The farm bill was passed in the House of Representatives with a 251-166 vote on Wednesday and makes significant changes to farm policy such as repealing or consolidations more than 100 United States Department of Agriculture programs according to Congressman Jeff Denham who served on the House Committee on Agriculture.

“This bipartisan bill saves $23 billion in taxpayer dollars, ends direct payments and provides $800 million for specialty crop and citrus research,” said Denham in a statement released Wednesday. “From my experience as an almond farmer in the Central Valley, I know how crucial farm policy on the federal level is to ensuring that our agricultural community can feed the nation. California is number one in the nation in agricultural revenue and our farms produce nearly half of U.S. grown fruit, nuts and vegetables — making the farm bill especially crucial to Californians.”

The farm bill will consolidate 23 conservation programs into 13; reform farm policy through repealing direct payments; and increases assistance to food banks according to the House-Senate Conference Committee. Another hallmark of the bill is that it reduces misuse of the Supplemental Nutrition Assistance Program by ensuring illegal immigrants, lottery winners, traditional college students and the deceased do not receive food stamps. It also disallows SNAP recipients from receiving benefits in multiple states and prohibits the USDA from engaging in SNAP recruitment through advertising and foreign governments.
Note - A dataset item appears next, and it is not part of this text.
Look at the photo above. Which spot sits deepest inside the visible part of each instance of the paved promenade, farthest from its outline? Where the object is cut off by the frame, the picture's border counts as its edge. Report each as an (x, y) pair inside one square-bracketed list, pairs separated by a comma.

These are the first reforms to SNAP to occur since 1996.

The Agricultural Act contributes major savings to deficit reduction, significant reforms to policy, and yet still provides a safety net not only for the production of American food and fiber, but also to ensure our fellow citizens have enough food to eat,” said Frank Lucas, chairman of the House Committee on Agriculture in a prepared statement. “I am hopeful this legislation will enjoy the same success when the Senate considers it, and I encourage the president to sign it quickly into law."